Mon, Aug. 8th, 2005, 12:43 pm || Chase, Loretta - Lord of Scoundrels

add to memories

I adored this book. Absolutely adored to little bits.

Also, Jessica Trent is extremely, extremely cool and capable and awesome and may now be my favorite romance heroine ever.

I shall not summarize the plot because really, there isn't much of a plot. There's Sebastian Ballister, Marquess of Dain, also know as Beelzebub. This would have got me rolling my eyes, as pretty much every single Regency hero has got some sort of godawful Satanic nickname (what's with that? Do they all belong to the Hellfire Club or something?), except Dain is a real jerk. He's got the typical romance novel reasons as to why he is a complete jerk (past trauma, etc. etc.), except the wonderful thing is that everyone in the book realizes he's a complete jerk and no one thinks it's romantic at all.

In some ways, Dain is a giant whining child at heart. I'm sure I'm making him sound extremely unattractive, but it's just so immensely refreshing to have the author and the heroine call the hero on being a jerk instead of somehow thinking that it's horribly romantic or to excuse it by saying that the hero had a horrible childhood or something. Jessica understands that Dain is flawed, and she understands why he's flawed, but she has backbone enough to realize that it doesn't excuse said flaws or make it so that he can simply wallow in his flaws.

And then, there is Jessica Trent, virginal bluestocking spinster, except unlike any virginal bluestocking spinster that I've ever seen or read. Much as I love Dain, I adore Jessica, and have I mentioned before how absolutely cool she is? She falls in lust with Dain right off, and instead of being flustered and virginal about the sexual attraction, she somehow manages to turn the tables so that it's not just her reputation at stake, it's Dain's reputation as well.

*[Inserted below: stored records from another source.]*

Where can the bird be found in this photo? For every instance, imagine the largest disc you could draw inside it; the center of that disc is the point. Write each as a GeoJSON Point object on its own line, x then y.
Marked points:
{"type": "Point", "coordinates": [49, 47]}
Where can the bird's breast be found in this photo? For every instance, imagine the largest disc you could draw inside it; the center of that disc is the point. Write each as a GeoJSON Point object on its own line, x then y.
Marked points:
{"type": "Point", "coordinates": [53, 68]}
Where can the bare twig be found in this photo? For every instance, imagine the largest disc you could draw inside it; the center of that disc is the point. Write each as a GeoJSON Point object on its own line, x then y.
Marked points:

I especially love her grandmother Genevieve, who sometimes has the role of the yenta character, except it makes complete sense, as Genevieve is exceedingly practical about sexual attraction and a bit of a romantic. Also, watching Genevieve and Jessica interact is priceless.

I am not in any way fully expressing just how cool she is and how much I love her, because a) I'm not doing a good job and b) I had so much fun watching her and being completely delighted by her. She's a wonderful heroine whose brains don't turn to mush because she's in love or in lust.

I also love how the usual gender roles in a romance are reversed here -- Dain is the rather high-strung, emotional one who needs careful handling, and Jessica is the one who uses sex and sexual attraction to get what she wants. This part especially was very nice, considering that I am extremely sick of the hero always having the upper hand when it comes to sexual attraction; here, Dain is just as bewildered and baffled as your standard romance novel heroine.

And yet, despite all these wonderful, wonderful things, I still haven't hit on what may be my absolute favorite bit about the book, which is that I can actually see the hero and the heroine not only falling in love with each other and getting married, but also living with each other and growing old together and forming an actual marriage. While the book does stop with the big declaration of love, Chase manages to work the big declaration of love with the ironing out of relationship issues. Dain's clearly not ready for marriage as a relationship, and Jessica realizes this, and a big part of the second half is getting him around that. I very much liked that while there was a bit of an external plot element for the second half, that the big chunk of it was to further character development and growth. Chase makes me think of Jessica and Dain as real people who work with each other and actually interact, as opposed to many romance novel couples, who I keep thinking will fall apart after the initial attraction wears off.